Life had continued along in Florence reasonably well until 1943, when the exasperated German high command occupied Italy. Consul Wolf then became instrumental in preventing the Nazi’s from removing art treasures from the city, while working to save many Jews from deportation, including the famous art historian, Bernard Berenson. Herr Wolf was aided in his efforts by Rudolf Rahn, the deputy ambassador to Rome, and Ludwig Heydenreich, director of the Florentine Kunsthistorisches Institut.
On the Ponte Vecchio, at mid-span, is a plaque commemorating his achievements, particularly the preservation of this historical bridge.
By the summer of 1944, the allies were advancing on the outskirts of Florence. The German military commander ordered all the bridges over the Arno to be blown up. Gerhard Wolf succeeded in negotiating for the preservation of the Ponte Vecchio by having the army blow up a stretch of buildings adjacent the bridge along the south bank of the Arno river, thus rendering the bridge itself inaccessible.
There is a touching side note to these events.

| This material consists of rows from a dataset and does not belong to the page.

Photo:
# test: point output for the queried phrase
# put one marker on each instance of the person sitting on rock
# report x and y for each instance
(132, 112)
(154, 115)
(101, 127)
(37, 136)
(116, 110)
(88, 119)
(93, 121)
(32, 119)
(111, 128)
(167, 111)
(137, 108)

Gerhard Wolf was born in Dresden.
The plaque in Italian reads: “Gerhard Wolf (1886–1962). German consul, born at Dresden—subsequently twinned with the city of Florence—in played a decisive role in the salvation of the Ponte Vecchio (1944) from the barbarism of the Second World War and was instrumental in rescuing political prisoners and Jews from persecution at the height of the Nazi occupation. The comune places this plaque on 11 April 2007 in memory of the granting of honorary citizenship.”